Pill test technology is reportedly also ineffective in detecting new drugs on the market, such as NBOMe – or N-Bomb – that was linked to three deaths in 2017.
But as the website indicates, arguments for and against pill testing are usually guided by broader debates about the benefits of harm minimization versus zero tolerance to drugs.
Mr. Bingham said it should not be a question of setting up stalls at festivals, but rather of enforcing the message that taking drugs is like playing & # 39; Russian roulette & # 39 ;.
He said that five deaths from suspected overdoses at music festivals in the last five months were too many – four of which were directly related to drug purity.
According to pro-pill advocate Dr. Alex Wodak can be effective in testing pills because it eradicates impurities and reduces the risk of overdose.
Bingham said that five deaths from suspicious overdoses at music festivals in the last five months were too many – four of which were directly related to drug purity.
Talk to The Today Show In January, Dr. Wodak, Australians said they should have a conversation about how drugs should be regulated – including testing pills.
Dr. Wodak said that drug use is often reduced when the environment around it is less punitive or considered a punishment and limiting.

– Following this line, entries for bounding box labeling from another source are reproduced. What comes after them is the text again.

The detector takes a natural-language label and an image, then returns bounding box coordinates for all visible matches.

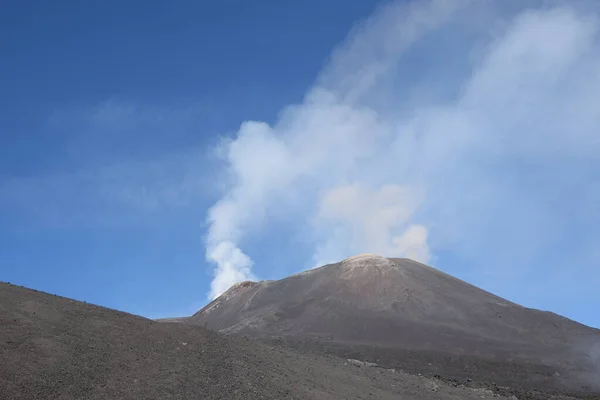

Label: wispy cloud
[0,100,216,228]
[206,0,600,297]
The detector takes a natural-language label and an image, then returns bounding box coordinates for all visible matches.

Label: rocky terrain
[0,283,552,400]
[0,255,600,400]
[178,255,600,391]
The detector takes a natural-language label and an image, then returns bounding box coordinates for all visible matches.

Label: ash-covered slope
[187,255,598,363]
[0,283,524,400]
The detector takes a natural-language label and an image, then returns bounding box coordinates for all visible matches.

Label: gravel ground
[0,284,556,400]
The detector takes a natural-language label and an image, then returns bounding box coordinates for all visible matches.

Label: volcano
[179,254,600,386]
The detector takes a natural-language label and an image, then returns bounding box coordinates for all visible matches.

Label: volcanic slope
[0,283,528,400]
[188,254,600,388]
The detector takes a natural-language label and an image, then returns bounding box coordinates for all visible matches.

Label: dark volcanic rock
[183,255,600,389]
[0,283,540,400]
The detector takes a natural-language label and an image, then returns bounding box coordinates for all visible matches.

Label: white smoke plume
[206,0,600,298]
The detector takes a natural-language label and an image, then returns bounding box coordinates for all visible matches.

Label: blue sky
[0,0,600,326]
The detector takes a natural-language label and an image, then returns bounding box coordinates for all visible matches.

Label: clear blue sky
[0,0,600,326]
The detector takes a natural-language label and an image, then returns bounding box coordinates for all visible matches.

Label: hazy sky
[0,0,600,326]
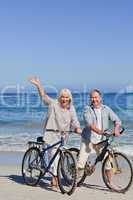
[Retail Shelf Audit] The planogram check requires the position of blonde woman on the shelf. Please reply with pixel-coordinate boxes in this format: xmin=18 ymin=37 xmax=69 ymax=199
xmin=29 ymin=78 xmax=81 ymax=187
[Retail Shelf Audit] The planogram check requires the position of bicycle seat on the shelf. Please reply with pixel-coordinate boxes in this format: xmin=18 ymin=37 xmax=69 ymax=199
xmin=37 ymin=136 xmax=44 ymax=143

But Mr Bingham said this week that the initiative means nothing to discourage people from using illegal drugs.
He said that young people underestimate the dangers of illegal drug use, so the message he wants to convey is that there is no such thing as safe medicine.
& # 39; I get angry because these people are smart people, but they run the risk – it's like Russian roulette – of death or serious injury, & # 39; he said.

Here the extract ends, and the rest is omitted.